Horns by Joe Hill (2011)
“Ignatius Martin Perrish spent the night drunk and doing terrible things. He woke the next morning with a headache. put his hands to his temples, and felt something unfamiliar, a pair of knobby pointed protuberances.”
That’s how this story begins. Ignatius Perrish (or ‘Ig’ to his family and friends), a seemingly ordinary person, wakes up after a drunken night to find he is growing horns at the top of his head. As if this weren’t strange enough, he notices people acting differently around him. When people see him they start confessing their worst thoughts to him, seemingly asking his permission to do bad things to other people. It isn’t long before Ig notices a connection between the horns and people’s behavior around him.
Then slowly the book’s main plot is revealed, and we discover that Ig is a man with a painful past. His girlfriend Merrin was raped and killed a year ago, and Ig was accused of the crime. Despite being cleared of the charges, he is still a social pariah, the whole town believing that his wealthy family paid his way out of trouble. Finally, Ig decides to use his newfound powers of persuasion for a real purpose: to find out who really killed Merrin.

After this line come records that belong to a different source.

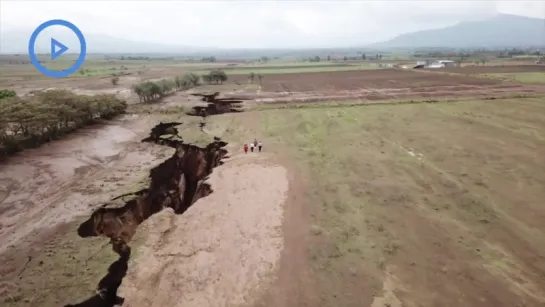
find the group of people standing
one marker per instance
(255, 144)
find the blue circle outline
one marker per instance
(54, 73)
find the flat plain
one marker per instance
(382, 186)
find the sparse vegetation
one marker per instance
(7, 94)
(114, 80)
(27, 122)
(187, 81)
(218, 76)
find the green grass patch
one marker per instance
(282, 70)
(520, 77)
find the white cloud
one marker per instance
(257, 23)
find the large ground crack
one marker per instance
(176, 183)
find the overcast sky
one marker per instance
(254, 24)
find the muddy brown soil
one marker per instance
(359, 80)
(53, 184)
(381, 85)
(492, 69)
(176, 183)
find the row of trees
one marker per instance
(7, 93)
(362, 56)
(29, 121)
(252, 77)
(149, 91)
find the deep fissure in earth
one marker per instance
(176, 183)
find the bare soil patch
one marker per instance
(492, 69)
(423, 204)
(46, 190)
(380, 85)
(218, 252)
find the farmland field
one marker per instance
(376, 187)
(422, 204)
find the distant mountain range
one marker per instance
(17, 42)
(500, 31)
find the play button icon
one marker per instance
(57, 49)
(57, 52)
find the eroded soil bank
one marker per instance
(176, 183)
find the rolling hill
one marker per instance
(500, 31)
(17, 42)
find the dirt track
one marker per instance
(221, 249)
(492, 69)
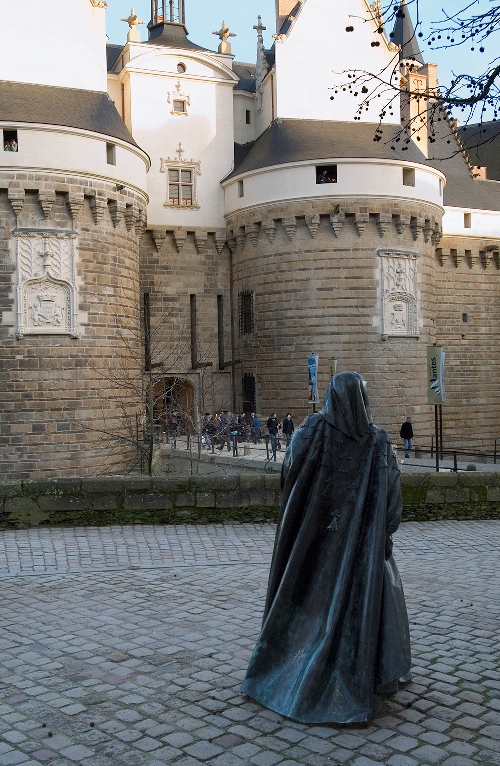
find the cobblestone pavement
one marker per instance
(126, 646)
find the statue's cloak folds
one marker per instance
(335, 627)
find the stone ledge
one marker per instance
(218, 499)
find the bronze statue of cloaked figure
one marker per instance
(335, 628)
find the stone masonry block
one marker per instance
(443, 479)
(137, 484)
(434, 497)
(205, 499)
(476, 479)
(35, 487)
(233, 499)
(111, 484)
(414, 479)
(185, 500)
(105, 502)
(11, 488)
(24, 511)
(144, 502)
(65, 503)
(252, 482)
(457, 495)
(225, 483)
(174, 484)
(264, 499)
(272, 481)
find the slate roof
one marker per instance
(75, 108)
(462, 189)
(246, 76)
(299, 140)
(483, 146)
(172, 36)
(289, 140)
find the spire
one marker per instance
(404, 35)
(167, 25)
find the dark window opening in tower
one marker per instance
(326, 174)
(408, 176)
(246, 316)
(10, 141)
(249, 392)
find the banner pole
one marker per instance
(436, 431)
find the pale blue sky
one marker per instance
(204, 16)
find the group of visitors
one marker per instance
(219, 428)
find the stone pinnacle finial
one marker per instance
(224, 33)
(133, 33)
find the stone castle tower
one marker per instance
(72, 211)
(251, 218)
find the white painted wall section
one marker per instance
(60, 43)
(356, 178)
(206, 132)
(484, 223)
(47, 148)
(311, 59)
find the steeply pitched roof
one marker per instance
(291, 140)
(246, 76)
(72, 107)
(171, 36)
(482, 142)
(462, 189)
(404, 34)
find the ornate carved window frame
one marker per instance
(399, 293)
(179, 164)
(176, 97)
(47, 298)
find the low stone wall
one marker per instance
(216, 499)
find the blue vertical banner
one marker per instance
(435, 375)
(312, 363)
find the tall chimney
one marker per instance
(283, 9)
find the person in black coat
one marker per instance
(335, 628)
(406, 433)
(288, 428)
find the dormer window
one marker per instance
(10, 141)
(180, 187)
(181, 181)
(180, 101)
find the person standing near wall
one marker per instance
(406, 433)
(288, 428)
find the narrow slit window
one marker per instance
(111, 154)
(408, 176)
(10, 141)
(245, 301)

Even though this book came out last year, I hadn’t heard about it until I got it as a birthday gift. Joe Hill also writes the graphic novel Locke & Key, a really enjoyable series which also comtains elements of the supernatural. He is also Stephen King’s son, and it really is creepy how much they look alike!
Horns is a great book. It’s a story of supernatural revenge which grabs ahold of you from the first page on. Ig is a truly tragic character. Living in the shadow of his perfect older brother his whole life, and taken advantage of by people who claim to be his friends, the only true happiness in Ig’s life was his lover Merrin. And when she is taken away from him, Ig becomes the ultimate irony: a good man who embraces evil to find justice for a life lost.
This is a perfect story for anyone who enjoys thrillers and crime stories. It’s more a story about revenge and the faces of good and evil rather than a supernatural story. It’s a sad book, but still quite moving in its own way. It definitely makes me want to go back and read Hill’s other books. But first I think I’ll dust off and re-read my issues of Locke & Key!